Opportunity will spend the holiday season and the upcoming Solar conjunction exploring around Santa Maria according to Matt Golembek, Mars Exploration Program Landing Site Scientist at the Jet Propulsion Laboratory (JPL), Pasadena, Calif.
There will be no uplink commanding to the spacecraft around the actual conjunction period from Jan. 28 to Feb. 12 (UTC) out of caution that the command transmission could be disrupted.
The team plans a sophisticated wide-baseline stereo-imaging survey of Santa Maria by having Opportunity drive to several positions halfway around the crater. A mineral survey will be carried out using the spectrometers, microscope and drill – known as the RAT or rock abrasion tool – located at the terminus of the rover’s robotic arm. 
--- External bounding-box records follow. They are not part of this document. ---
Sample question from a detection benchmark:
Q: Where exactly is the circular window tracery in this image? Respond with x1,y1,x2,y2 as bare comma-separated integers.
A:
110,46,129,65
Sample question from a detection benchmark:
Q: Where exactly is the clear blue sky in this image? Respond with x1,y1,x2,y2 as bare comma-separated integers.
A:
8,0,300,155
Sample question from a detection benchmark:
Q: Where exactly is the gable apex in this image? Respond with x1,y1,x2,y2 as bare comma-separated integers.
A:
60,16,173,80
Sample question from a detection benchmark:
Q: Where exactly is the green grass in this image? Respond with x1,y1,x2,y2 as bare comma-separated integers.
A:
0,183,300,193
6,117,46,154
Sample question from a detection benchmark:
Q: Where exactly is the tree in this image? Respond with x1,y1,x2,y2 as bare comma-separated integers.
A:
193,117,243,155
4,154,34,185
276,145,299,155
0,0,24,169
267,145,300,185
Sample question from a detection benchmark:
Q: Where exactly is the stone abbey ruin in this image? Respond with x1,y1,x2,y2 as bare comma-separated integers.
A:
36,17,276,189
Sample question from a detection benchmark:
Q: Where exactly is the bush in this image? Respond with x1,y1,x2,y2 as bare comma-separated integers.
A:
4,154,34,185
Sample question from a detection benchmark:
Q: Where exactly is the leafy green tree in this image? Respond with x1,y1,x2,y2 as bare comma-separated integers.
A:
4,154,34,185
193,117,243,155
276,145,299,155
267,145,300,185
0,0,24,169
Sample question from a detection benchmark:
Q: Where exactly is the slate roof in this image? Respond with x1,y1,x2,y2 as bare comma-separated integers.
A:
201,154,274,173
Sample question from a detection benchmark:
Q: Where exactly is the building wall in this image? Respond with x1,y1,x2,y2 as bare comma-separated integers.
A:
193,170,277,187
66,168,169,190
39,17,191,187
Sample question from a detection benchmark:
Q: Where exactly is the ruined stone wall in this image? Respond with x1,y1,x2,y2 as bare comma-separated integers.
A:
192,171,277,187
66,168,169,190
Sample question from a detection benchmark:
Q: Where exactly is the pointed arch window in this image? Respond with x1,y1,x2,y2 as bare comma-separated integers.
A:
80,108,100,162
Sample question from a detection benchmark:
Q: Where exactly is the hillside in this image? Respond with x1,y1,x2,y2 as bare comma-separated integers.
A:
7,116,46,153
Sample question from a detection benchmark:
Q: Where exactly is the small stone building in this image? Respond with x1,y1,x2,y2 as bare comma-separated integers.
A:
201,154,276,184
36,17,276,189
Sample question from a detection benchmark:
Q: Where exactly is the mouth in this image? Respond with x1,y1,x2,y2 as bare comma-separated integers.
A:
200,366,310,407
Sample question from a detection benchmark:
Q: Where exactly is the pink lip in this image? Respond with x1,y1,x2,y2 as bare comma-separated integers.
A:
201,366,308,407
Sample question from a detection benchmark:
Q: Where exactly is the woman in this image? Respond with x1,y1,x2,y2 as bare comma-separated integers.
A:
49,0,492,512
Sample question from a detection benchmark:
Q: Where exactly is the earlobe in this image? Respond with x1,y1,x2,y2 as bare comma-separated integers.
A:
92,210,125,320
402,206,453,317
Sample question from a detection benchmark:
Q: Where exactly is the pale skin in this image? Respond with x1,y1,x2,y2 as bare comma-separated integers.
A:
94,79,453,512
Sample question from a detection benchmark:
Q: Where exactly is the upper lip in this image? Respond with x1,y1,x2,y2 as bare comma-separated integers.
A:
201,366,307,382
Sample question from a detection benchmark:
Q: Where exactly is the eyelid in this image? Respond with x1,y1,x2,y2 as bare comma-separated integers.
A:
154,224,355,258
The rover is now at the two thirds mark of a 19 km (12 mile) journey from Victoria crater on the road to reach the rim of the scientifically rich environs of Endeavour crater sometime later in 2011. Opportunity explored the rim and interior of Victoria from mid-2006 to mid-2008.
Santa Maria is the largest feature that Opportunity will explore between Victoria and Endeavour craters. The team assigns informal names to craters visited by Opportunity based on the names of historic ships of exploration in human history. See Opportunity traverse maps below.
More than 95 percent of the data from Spirit and Opportunity are relayed by NASA’s Mars Odyssey orbiter. Today, Odyssey broke the record for being the longest-serving spacecraft at the Red Planet during it’s 3,340th day in Martian orbit.